C’è anche un problema di tipo economico?
«Non solo, temo sia in atto un tentativo di banalizzazione della professione da parte di chi oggi pensa che il medico sia un costo, un rischio per la tenuta dei bilanci e non un investimento per la salute dei cittadini, benessere e ricchezza per ognuno di noi e per la società.
«Temo che chi amministra la sanità pubblica, oggi, sia portato a vedere con sospetto l’autonomia intellettuale della professione e pensa a un medico burocrate obbligato ad agire in modo conforme alle procedure, costretto ad adattarsi alle sempre più limitate risorse disponibili, al quale sia possibile togliere, con tutta naturalezza, competenze semplificate per l’adeguarsi alle linee guida e trasferirle ad altre figure professionali meno onerose.»
 
È vero che nel 2028, quando saranno «spariti» così tanti professionisti, non ci saranno nemmeno più i giovani perché partiti per l’estero?
«Esatto. E avremo perso il patrimonio della sanità pubblica che oggi abbiamo, che dà a tutti quello che ognuno di noi ha bisogno di avere per stare bene e ritornare in salute se questa è persa.
«Corriamo il rischio di perdere questo patrimonio inestimabile per una sanità che nel futuro rischia di dare solo a chi possiede e può.»
 
Qual è la soluzione che proponete come ordine dei medici?

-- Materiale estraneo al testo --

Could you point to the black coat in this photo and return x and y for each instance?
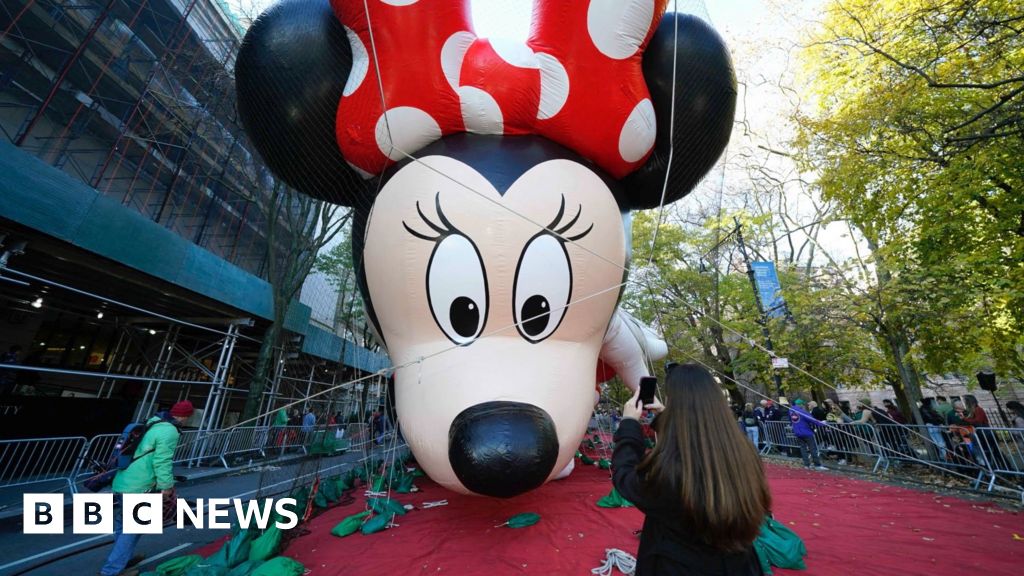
(666, 545)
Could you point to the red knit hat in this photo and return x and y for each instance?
(182, 409)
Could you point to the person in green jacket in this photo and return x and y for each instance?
(152, 470)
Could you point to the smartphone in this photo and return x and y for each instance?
(648, 384)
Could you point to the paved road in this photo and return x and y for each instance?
(20, 553)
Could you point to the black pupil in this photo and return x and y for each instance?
(465, 317)
(536, 315)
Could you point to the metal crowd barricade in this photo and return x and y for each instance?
(186, 443)
(846, 441)
(284, 439)
(777, 434)
(98, 449)
(244, 440)
(40, 459)
(357, 435)
(1003, 453)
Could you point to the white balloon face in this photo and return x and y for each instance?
(506, 297)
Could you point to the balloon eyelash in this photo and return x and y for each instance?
(559, 232)
(445, 228)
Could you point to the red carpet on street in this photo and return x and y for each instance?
(850, 527)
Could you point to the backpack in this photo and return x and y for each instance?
(121, 457)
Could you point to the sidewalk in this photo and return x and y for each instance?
(19, 551)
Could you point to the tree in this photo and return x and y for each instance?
(336, 264)
(695, 290)
(916, 135)
(297, 228)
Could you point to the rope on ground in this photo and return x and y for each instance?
(613, 558)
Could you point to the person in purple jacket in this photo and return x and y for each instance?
(803, 428)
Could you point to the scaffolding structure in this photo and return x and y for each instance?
(136, 99)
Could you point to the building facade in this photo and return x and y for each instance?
(133, 259)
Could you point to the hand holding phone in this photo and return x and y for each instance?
(648, 385)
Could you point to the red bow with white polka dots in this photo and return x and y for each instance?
(577, 81)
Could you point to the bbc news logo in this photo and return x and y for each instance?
(143, 513)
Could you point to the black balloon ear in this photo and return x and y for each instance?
(290, 74)
(705, 106)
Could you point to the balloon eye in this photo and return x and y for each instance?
(465, 317)
(543, 286)
(457, 289)
(536, 314)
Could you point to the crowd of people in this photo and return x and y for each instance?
(957, 433)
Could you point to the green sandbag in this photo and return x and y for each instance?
(614, 500)
(386, 506)
(323, 443)
(266, 545)
(523, 520)
(342, 483)
(178, 566)
(206, 569)
(321, 500)
(349, 525)
(245, 569)
(281, 566)
(376, 524)
(404, 486)
(233, 552)
(777, 545)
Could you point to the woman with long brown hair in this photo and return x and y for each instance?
(701, 488)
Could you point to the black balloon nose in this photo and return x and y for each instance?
(502, 448)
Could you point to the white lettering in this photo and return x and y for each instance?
(214, 513)
(185, 510)
(245, 515)
(42, 513)
(142, 513)
(293, 518)
(92, 513)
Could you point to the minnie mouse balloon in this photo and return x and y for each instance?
(492, 183)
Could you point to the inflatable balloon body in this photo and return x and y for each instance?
(492, 183)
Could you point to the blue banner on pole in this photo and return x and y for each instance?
(769, 288)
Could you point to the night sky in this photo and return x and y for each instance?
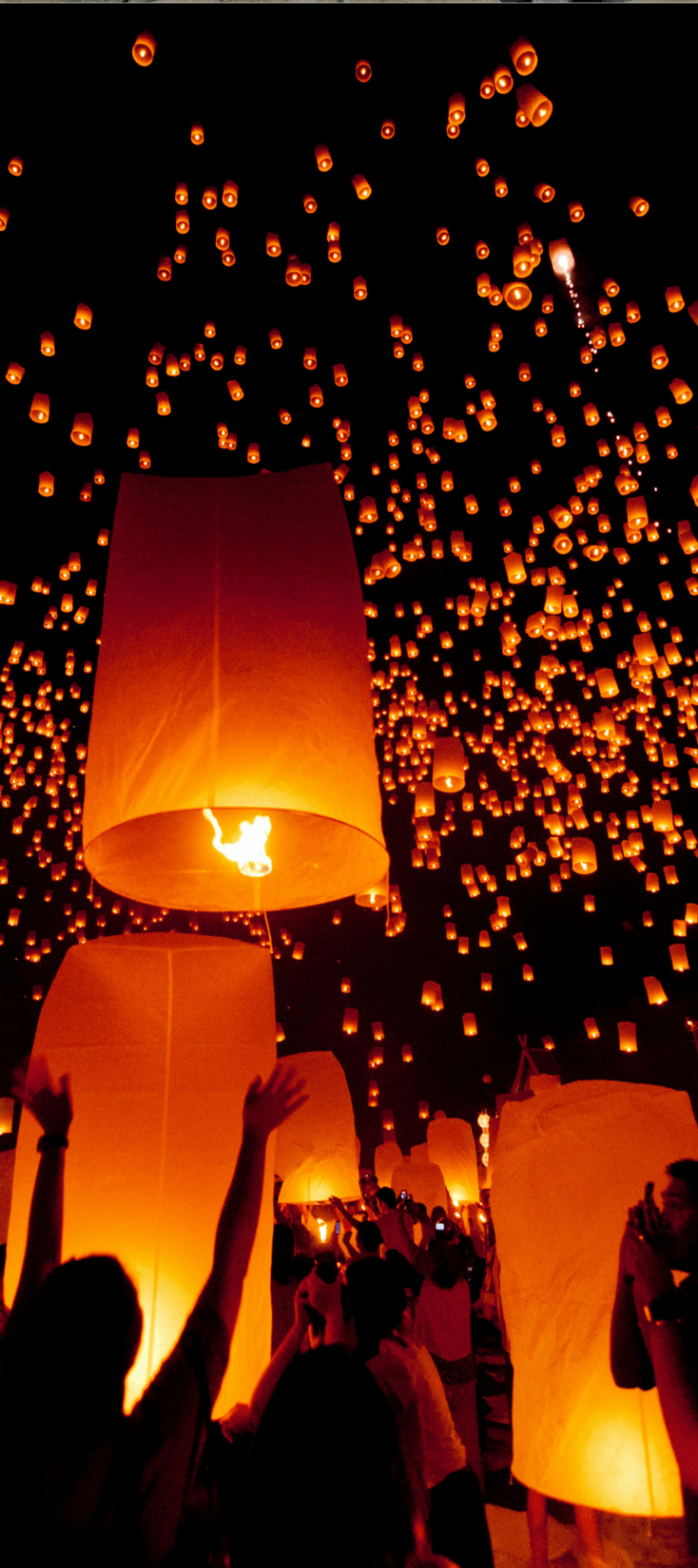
(104, 144)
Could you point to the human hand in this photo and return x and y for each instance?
(237, 1423)
(268, 1104)
(48, 1102)
(644, 1253)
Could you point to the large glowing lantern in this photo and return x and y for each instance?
(318, 1151)
(452, 1148)
(162, 1037)
(232, 679)
(570, 1164)
(386, 1156)
(420, 1179)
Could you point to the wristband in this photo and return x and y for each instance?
(664, 1310)
(52, 1140)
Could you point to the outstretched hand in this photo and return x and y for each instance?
(268, 1104)
(48, 1102)
(644, 1252)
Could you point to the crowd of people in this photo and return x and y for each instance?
(361, 1440)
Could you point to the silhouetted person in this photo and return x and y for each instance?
(654, 1326)
(79, 1481)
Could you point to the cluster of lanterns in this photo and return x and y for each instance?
(565, 612)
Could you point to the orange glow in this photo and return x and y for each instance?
(248, 851)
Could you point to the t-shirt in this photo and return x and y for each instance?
(396, 1232)
(411, 1385)
(126, 1498)
(442, 1319)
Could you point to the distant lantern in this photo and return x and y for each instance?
(680, 958)
(316, 1150)
(40, 410)
(576, 1435)
(584, 856)
(562, 259)
(533, 104)
(452, 1148)
(132, 1018)
(207, 726)
(143, 50)
(82, 430)
(654, 991)
(516, 296)
(524, 57)
(361, 187)
(449, 766)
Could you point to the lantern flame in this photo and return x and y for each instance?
(250, 851)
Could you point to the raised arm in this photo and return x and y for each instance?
(52, 1107)
(671, 1348)
(265, 1107)
(640, 1256)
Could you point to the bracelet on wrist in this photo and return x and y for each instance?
(52, 1140)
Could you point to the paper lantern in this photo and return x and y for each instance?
(449, 767)
(576, 1435)
(654, 989)
(162, 1037)
(420, 1179)
(386, 1156)
(143, 50)
(259, 709)
(40, 410)
(584, 856)
(452, 1148)
(316, 1151)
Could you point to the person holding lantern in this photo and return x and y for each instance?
(652, 1336)
(77, 1478)
(50, 1104)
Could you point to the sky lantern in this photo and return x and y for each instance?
(318, 1148)
(259, 714)
(576, 1435)
(452, 1148)
(143, 50)
(419, 1176)
(162, 1035)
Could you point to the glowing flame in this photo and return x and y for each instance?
(562, 259)
(250, 851)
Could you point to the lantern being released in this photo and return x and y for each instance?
(452, 1146)
(162, 1037)
(231, 692)
(318, 1151)
(589, 1148)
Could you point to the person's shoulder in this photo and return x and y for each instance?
(201, 1355)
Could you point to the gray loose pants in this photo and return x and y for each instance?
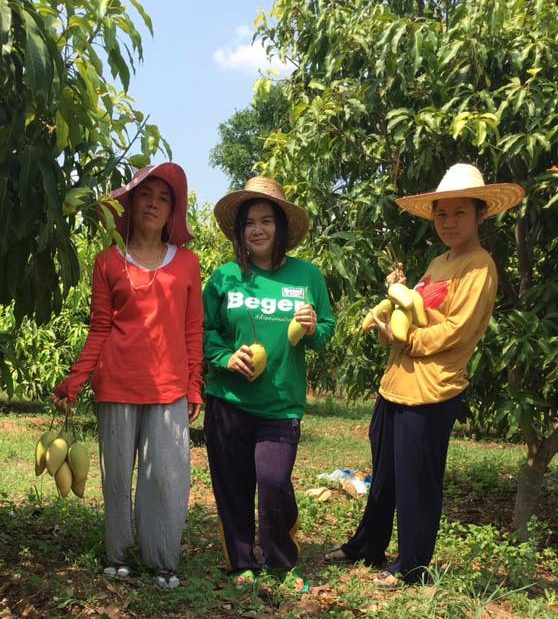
(159, 435)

«La professione del medico è un investimento e non una perdita. Bisogna investire sul medico, come su ogni operatore sanitario, perché senza il loro coinvolgimento nel governo clinico non si può fare nessuna buona sanità.
«Aumentare il numero delle borse per la Formazione in Medicina Generale e per le Scuole di Specializzazione ed eliminare il cosiddetto imbuto formativo.
«Ogni anno si laureano 9.000 medici e solo 7.000 sono i posti disponibili per il diploma di Formazione Specifica in Medicina Generale e per le scuole di Specializzazione.
«Ogni anno 2mila medici giovani neolaureati si vedono negare, dopo anni di studio oneroso per se stessi e la società, l’accesso a quel diploma senza il quale non si può esercitare la professione nel SSN.
«È incredibile e assurdo: un cittadino su tre resterà senza medico di medicina generale e tanti servizi ospedalieri dovranno chiudere per mancanza di specialisti e noi ogni anno costringiamo 2.000 medici ad emigrare all’estero o a scegliere la medicina privata.
«Devo dare atto che l’Assessorato alla Sanità della Provincia di Trento si è dimostrato sensibile e attento al tema tanto che già dal prossimo autunno ha deciso di aumentare il numero degli iscritti alla scuola di Formazione specifica in Medicina Generale del 20 % e studia modalità per incentivare la fidelizzazione dei medici che si diplomano nella nostra scuola alla sanità provinciale.»
 
Quale consiglio si sente di dare ad un giovane che vuole iniziare la professione?
«La tendenza alla burocratizzazione della professione è purtroppo una costante di una società che è portata a standardizzare più che a valorizzare la natura intellettuale di ogni professione, ma ciò non deve far desistere i giovani dal scegliere la professione di medico che pur impegnativa, totalizzante, di grande responsabilità e di sacrifico, resta, senza nulla togliere alle altre, la professione più bella che un giovane possa abbracciare.»